Closed ilonachan closed 1 month ago

ilonachan commented 2 months ago

Some older Spring 5 applications use older Java versions, in which the Jakarta Servlet API was still found under javax.servlet. This project is unfortunately unusable in those, since it internally references jakarta.servlet. It might be valuable to think about ways to make this project accessible in these cases, with an alternate javax version for example.

checketts commented 2 months ago

You can use the 1.0.0 version of this library if you are on Spring 5 still: https://github.com/wimdeblauwe/htmx-spring-boot?tab=readme-ov-file#spring-boot-compatibility

wimdeblauwe commented 2 months ago

If needed, you can get commercial support via https://www.widit.be/.

ilonachan commented 2 months ago

@checketts That's an okay idea as a first step I guess.
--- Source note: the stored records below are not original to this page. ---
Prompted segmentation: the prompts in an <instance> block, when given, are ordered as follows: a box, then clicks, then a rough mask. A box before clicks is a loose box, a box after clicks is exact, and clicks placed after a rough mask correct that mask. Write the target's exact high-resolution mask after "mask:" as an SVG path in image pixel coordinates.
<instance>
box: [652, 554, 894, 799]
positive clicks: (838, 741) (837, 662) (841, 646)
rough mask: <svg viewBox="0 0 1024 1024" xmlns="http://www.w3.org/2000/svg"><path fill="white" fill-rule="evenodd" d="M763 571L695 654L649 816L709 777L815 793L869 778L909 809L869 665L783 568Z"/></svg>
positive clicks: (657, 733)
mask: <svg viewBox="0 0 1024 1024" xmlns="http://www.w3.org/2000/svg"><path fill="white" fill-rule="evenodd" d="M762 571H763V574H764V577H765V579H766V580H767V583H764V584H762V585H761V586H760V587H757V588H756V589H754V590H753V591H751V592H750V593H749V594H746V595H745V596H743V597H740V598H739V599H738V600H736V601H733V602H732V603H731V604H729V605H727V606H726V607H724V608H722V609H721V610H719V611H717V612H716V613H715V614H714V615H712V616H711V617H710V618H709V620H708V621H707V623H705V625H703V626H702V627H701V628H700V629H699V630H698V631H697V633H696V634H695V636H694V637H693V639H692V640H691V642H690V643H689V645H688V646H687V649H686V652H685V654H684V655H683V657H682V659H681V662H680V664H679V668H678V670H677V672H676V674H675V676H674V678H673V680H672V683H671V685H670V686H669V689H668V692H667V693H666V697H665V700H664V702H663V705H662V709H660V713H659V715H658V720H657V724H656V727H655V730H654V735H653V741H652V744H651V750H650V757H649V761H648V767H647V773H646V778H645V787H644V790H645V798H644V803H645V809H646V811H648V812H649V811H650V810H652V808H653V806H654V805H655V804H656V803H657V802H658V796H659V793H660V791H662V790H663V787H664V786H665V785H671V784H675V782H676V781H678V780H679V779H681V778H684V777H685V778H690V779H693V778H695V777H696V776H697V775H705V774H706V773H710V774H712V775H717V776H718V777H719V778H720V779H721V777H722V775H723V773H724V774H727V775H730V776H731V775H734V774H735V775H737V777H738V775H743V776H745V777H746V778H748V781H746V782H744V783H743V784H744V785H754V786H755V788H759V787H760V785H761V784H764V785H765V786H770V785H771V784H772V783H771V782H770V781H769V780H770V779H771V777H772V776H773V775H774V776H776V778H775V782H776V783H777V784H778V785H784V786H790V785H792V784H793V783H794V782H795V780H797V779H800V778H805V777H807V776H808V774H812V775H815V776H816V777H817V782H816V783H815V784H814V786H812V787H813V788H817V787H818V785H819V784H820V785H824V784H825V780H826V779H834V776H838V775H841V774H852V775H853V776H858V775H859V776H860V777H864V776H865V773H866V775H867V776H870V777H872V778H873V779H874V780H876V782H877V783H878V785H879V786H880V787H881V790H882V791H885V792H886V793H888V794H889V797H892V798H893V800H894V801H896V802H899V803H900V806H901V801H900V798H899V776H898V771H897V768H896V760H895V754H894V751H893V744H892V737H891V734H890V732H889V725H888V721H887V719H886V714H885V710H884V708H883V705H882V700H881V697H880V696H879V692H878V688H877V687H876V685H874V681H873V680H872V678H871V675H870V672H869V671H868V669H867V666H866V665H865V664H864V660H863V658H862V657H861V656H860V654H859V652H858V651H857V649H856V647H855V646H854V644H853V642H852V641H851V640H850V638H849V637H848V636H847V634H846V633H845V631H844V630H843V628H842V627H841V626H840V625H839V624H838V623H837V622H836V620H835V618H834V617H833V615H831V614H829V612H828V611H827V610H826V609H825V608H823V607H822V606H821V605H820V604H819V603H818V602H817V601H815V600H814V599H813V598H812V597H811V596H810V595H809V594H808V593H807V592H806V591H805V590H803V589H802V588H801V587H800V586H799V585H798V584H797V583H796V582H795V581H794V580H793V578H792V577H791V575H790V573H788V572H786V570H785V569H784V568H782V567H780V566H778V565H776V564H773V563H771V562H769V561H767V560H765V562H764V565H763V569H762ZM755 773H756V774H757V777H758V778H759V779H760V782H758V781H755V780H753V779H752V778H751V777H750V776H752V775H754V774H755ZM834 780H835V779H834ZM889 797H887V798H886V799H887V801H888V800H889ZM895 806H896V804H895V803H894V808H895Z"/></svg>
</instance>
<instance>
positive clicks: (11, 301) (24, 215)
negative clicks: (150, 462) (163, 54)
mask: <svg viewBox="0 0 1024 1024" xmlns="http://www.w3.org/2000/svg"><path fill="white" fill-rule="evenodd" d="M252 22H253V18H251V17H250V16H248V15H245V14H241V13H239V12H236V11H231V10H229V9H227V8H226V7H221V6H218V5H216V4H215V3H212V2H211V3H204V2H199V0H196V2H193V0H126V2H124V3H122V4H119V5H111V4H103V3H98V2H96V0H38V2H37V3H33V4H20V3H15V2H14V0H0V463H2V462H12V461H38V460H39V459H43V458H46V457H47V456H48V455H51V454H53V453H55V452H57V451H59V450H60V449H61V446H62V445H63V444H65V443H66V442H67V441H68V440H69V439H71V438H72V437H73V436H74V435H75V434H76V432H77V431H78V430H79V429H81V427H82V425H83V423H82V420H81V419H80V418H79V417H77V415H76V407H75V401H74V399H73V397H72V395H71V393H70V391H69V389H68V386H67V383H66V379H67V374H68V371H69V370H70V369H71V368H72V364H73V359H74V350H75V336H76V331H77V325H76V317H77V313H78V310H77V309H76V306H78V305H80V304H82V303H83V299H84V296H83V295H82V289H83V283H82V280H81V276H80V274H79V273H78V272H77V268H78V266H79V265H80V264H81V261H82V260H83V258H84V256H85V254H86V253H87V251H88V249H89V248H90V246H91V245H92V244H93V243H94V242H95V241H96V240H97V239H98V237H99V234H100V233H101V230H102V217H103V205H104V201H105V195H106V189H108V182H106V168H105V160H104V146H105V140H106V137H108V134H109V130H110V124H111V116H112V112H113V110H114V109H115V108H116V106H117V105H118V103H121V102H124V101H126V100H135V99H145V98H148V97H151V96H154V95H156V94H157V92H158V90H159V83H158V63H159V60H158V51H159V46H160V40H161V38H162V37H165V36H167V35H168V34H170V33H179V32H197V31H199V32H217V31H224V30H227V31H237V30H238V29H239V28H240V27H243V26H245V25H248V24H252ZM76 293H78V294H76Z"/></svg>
I'm not sure how many (security) features that version would be missing, but it'd be a good start, and I'm using an old Spring version anyway.

Problem now is, those versions aren't in Maven, so I can't actually use them. @wimdeblauwe it'd be lovely if you could fix that.

wimdeblauwe commented 2 months ago

Version 1.0.0 can be found via this: https://mvnrepository.com/artifact/io.github.wimdeblauwe/htmx-spring-boot-thymeleaf/1.0.0

checketts commented 2 months ago

The group changed. Also you won't need to be concerned with security fixes with the older version. Just some missing features and apis (like the builder) being different.

ilonachan commented 2 months ago

Awesome, good to know! I thought that project would be an addon with specializations for Thymeleaf, so it'd probably be best to document the fact that it's actually the old name of the project.

ilonachan commented 2 months ago

After trying this I should note that this actually does not work for my case, because the package (even at version 1.0.0) was compiled with Java 11, making it obviously unusable in Java 8. That's unfortunate because to my knowledge Java 8 is still used in MANY corporate (and probably other) contexts, which is also the very reason why the javax thing was needed to begin with.

checketts commented 2 months ago

With Java 8 out of support, commercial support is probably your best option. Sorry about that.

I don't have any ties to commercial support, so I'm just speaking from the logistical/request perspective.

ilonachan commented 2 months ago

Okay yeah, that's super fair. Honestly I was just trying to see if it's possible to get this library into our project's current state already, but since we're gonna be upgrading a bunch of it anyway I guess that'd be the easier way to go. I do think these limitations should be documented in the README, but other than that I'll stop bothering y'all now. Thanks a lot!